Are memories pink? White Cube’s new show ‘Memory Palace’ – held at its Bermondsey and Mason’s Yard spaces – suggests so.

With the name inspired by the ‘mind palace’ brain-training technique favoured by Benedict Cumberbatch’s Sherlock, the multi-artist exhibition is huge. It’s split into six recollection-related themes: Historical, Autobiographical, Traces, Transcription, Collective and Sensory. But the problem is there’s almost too much to take in.

So like a fictional detective, you start to sniff out connections and the obvious one is this: pink. It appears everywhere, from the dark, dusky rose of Christine Ay Tjoe’s ‘Correction About the Meat’ to the wine-stain red of Tracey Emin’s gorgeous nude, ‘I Came Here for You’.

Miroslaw Balka’s installation made up of 900 used soaps, arranged in a chain like a candy necklace totem pole, isn’t pink, but it smells like it is. The saccharine, sterile scent hangs in the air like the ghost of a thousand handwashes past. And pinkest of all is Imi Knoebel’s ‘Ort-Rosa’, a blank expanse of birthday-cake-icing.
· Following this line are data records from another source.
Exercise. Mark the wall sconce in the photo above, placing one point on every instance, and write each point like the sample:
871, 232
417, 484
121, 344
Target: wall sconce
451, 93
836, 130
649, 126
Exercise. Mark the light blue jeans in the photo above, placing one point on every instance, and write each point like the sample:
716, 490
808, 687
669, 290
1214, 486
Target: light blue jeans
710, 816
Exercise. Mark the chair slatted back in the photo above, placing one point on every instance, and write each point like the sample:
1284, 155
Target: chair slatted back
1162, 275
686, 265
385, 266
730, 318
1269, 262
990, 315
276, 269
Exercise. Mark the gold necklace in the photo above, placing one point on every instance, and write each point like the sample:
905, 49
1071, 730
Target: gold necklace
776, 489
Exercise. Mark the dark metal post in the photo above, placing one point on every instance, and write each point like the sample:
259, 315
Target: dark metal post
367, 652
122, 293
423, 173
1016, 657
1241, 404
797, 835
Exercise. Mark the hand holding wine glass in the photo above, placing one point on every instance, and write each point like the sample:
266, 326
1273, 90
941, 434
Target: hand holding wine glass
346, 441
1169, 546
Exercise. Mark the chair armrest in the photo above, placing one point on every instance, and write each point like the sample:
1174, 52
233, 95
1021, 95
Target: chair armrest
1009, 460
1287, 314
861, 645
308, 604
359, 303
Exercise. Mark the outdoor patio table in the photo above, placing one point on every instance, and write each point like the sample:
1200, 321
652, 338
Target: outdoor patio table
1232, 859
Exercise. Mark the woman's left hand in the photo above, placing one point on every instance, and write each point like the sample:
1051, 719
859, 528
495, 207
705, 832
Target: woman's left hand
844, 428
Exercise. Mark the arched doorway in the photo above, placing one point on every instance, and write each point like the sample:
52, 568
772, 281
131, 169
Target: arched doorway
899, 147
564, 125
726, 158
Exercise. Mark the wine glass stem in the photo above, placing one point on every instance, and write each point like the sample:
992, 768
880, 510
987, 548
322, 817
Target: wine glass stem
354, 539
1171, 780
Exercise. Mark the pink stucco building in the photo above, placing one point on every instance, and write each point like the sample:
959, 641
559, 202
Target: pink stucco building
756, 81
Rose-tinted? Not quite. Barbie would be shocked to see her fave colour used as the link between so many dark, complex and interrogatory works of art. Never is it more true than with the spindly, gothicy sculptures and wall-based works of Anselm Kiefer. In ‘Montsalvat’, decaying wheelchairs crush each other in a stack resembling the aftermath of an atrocity. And at the centre of it all? A single, dainty conical flask holding an inch of thick, hot-pink liquid.